La lotta dei residenti Due esposti contro i gas del depuratore

La protesta: troppe esalazioni, problemi a occhi e gola Il Comune accusa: l’Aca stocca i fanghi all’aperto

MONTESILVANO. Accade tutti i giorni, tranne sabato e domenica: per un’ora, tra le 20,45 e le 21,45, la zona di Villa Carmine a ridosso del depuratore di via Tamigi deve convivere «con una puzza insopportabile». A parlare così è Giacomo Martello, residente di via Senna, uno dei 15 abitanti della zona che dal 2010 hanno firmato 2 esposti per chiedere indagini sulle esalazioni che arrivano fin dentro le case. «A volte si sente soltanto un odore strano, in altri casi, però, capita che ci arrossano gli occhi e che avvertiamo male alla gola», racconta Martello, «abbiamo paura per la nostra salute e ancora di più per quella dei nostri figli».
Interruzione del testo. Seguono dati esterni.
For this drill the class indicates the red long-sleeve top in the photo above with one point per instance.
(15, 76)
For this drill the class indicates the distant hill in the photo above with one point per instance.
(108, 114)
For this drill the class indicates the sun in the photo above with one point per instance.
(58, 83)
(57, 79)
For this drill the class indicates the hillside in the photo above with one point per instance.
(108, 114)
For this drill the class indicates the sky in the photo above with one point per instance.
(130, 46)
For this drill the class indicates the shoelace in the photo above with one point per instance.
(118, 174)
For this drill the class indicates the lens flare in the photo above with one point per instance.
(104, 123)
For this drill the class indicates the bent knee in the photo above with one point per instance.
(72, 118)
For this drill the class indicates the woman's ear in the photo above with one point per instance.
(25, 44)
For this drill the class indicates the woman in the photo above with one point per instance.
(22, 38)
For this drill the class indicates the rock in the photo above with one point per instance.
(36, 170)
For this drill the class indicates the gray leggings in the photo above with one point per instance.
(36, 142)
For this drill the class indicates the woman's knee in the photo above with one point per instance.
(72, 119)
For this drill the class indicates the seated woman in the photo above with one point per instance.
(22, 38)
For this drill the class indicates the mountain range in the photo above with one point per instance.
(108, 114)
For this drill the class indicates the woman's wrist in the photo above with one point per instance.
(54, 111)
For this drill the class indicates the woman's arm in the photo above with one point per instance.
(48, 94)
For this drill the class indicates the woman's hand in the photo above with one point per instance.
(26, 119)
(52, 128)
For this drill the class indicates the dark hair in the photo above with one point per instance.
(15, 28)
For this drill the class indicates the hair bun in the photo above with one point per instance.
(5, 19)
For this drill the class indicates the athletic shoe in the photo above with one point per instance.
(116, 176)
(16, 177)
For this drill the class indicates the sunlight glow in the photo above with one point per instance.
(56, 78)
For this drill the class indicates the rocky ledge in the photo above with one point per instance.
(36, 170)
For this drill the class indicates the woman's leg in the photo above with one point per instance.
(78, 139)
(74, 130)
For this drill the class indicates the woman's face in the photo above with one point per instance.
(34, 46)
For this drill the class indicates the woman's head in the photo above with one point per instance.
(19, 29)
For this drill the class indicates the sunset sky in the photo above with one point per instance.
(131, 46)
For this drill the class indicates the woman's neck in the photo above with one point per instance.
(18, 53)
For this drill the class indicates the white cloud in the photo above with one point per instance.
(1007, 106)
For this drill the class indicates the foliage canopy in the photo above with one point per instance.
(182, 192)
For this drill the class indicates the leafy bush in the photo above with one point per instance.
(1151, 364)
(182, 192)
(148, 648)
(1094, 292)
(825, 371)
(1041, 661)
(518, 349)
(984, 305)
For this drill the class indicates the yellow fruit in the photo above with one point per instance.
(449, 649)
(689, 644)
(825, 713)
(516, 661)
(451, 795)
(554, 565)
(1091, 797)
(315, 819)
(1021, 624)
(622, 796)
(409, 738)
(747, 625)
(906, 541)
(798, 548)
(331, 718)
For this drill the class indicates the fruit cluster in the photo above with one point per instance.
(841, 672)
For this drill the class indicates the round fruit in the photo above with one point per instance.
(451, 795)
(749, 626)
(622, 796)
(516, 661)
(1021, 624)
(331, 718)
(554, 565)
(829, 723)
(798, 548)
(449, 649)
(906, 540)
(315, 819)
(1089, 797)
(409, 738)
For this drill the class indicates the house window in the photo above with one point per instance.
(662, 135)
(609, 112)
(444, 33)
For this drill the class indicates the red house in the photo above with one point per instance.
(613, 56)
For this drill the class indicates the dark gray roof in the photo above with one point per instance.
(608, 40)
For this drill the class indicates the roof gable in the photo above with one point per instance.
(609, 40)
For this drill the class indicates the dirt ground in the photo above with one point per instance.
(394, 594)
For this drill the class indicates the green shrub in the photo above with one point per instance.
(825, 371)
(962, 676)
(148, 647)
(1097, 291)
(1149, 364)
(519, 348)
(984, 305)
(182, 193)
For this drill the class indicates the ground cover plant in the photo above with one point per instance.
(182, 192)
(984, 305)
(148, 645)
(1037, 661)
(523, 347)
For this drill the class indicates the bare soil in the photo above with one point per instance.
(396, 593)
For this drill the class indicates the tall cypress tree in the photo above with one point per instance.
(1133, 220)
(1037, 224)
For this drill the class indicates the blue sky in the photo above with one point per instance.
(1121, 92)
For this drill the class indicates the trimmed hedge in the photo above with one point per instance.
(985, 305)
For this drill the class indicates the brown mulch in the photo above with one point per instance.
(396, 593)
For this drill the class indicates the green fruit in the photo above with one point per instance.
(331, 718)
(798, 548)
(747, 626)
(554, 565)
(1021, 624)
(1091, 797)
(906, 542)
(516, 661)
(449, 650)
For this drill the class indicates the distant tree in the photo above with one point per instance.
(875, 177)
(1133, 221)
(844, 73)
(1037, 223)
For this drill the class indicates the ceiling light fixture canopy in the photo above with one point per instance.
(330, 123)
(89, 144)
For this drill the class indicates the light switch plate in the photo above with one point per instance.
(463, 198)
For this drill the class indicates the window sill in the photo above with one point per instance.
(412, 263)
I residenti di Villa Carmine, lo stesso quartiere dell’ex discarica da 300 mila metri cubi di rifiuti scaricati a contatto con il terreno e a picco sul fiume Saline, si sono stretti in un comitato spontaneo: nella zona, vicino al Sin (sito di interesse nazionale per l’inquinamento) sono spuntati palazzi da centinaia di appartamenti e la paura dell’inquinamento diventa ogni giorno più grande. Corpo forestale, Asl di Pescara, Arta, polizia provinciale e vigili urbani: tutti sono stati informati del caso. L’ultimo sollecito al sindaco Idv Attilio Di Mattia arriva da un altro gruppo di residenti del condominio Farfalle: «Sì, mi hanno scritto», conferma il sindaco, «il problema esiste».

«D’estate», spiega Martello, « il cattivo odore è insopportabile mentre d’inverno, con l’aria fredda, la puzza si sente di meno. Le autorità ci assicurano che il depuratore funziona ma, secondo noi, c’è qualcosa che non va».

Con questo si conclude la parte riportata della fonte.